Revenez au début de ce billet et n'oubliez pas de générer vous même un texte scientifique.

Complément du 29 6 2012

Suite à ma lettre du 28 juillet : l’un de vous m’a aussitôt envoyé cette réponse, merci :
"Mille milliards de poèmes" de R.Queneau:, autant de sonnets, constitués par des alexandrins interchangeables, chacun étant indépendant et mobile sur un gros livret à spirale, donc combinable avec treize autres alexandrins. Ca coute une petite centaine d"Euros.
Je ne sais pas si cela fait vraiment mille milliards. Il faudrait calculer. Ou alors c’est une licence poétique : onze mille verges, mille sabords... Le principe est le même que celui décrit dans l’article du Monde : on effectue des permutations de morceaux de textes écrits à l’avance.

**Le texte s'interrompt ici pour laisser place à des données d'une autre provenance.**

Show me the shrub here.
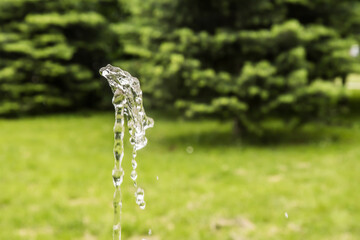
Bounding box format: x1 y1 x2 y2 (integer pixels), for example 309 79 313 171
0 0 125 116
120 0 360 135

Tout autre est le site générateur de textes scientifiques que je vous ai signalé.
Sur ce site, il me semble que le texte est vraiment généré à partir de “rien” c’est à dire de règles de grammaire formelles, d’un corpus de vocabulaire et d’expressions scientifiques, de règles de présentation d’un document scientifique.
.
Si c’est vrai c’est tout à fait stupéfiant, car cela suppose un travail linguistique extraordinaire sur l’enchainement des mots dans ce type de texte scientifique. C’est extraordinaire.
Ou alors c’est une plaisanterie, et en réalité le logiciel procède par copier coller. J’en serais très déçu.
L’un de vous a-t-il un avis sur la question ?
En tout cas essayez-le, cela vaut le voyage. Rappelons-nous que le texte final, d’apparence fort sérieux, n’a strictement aucun sens.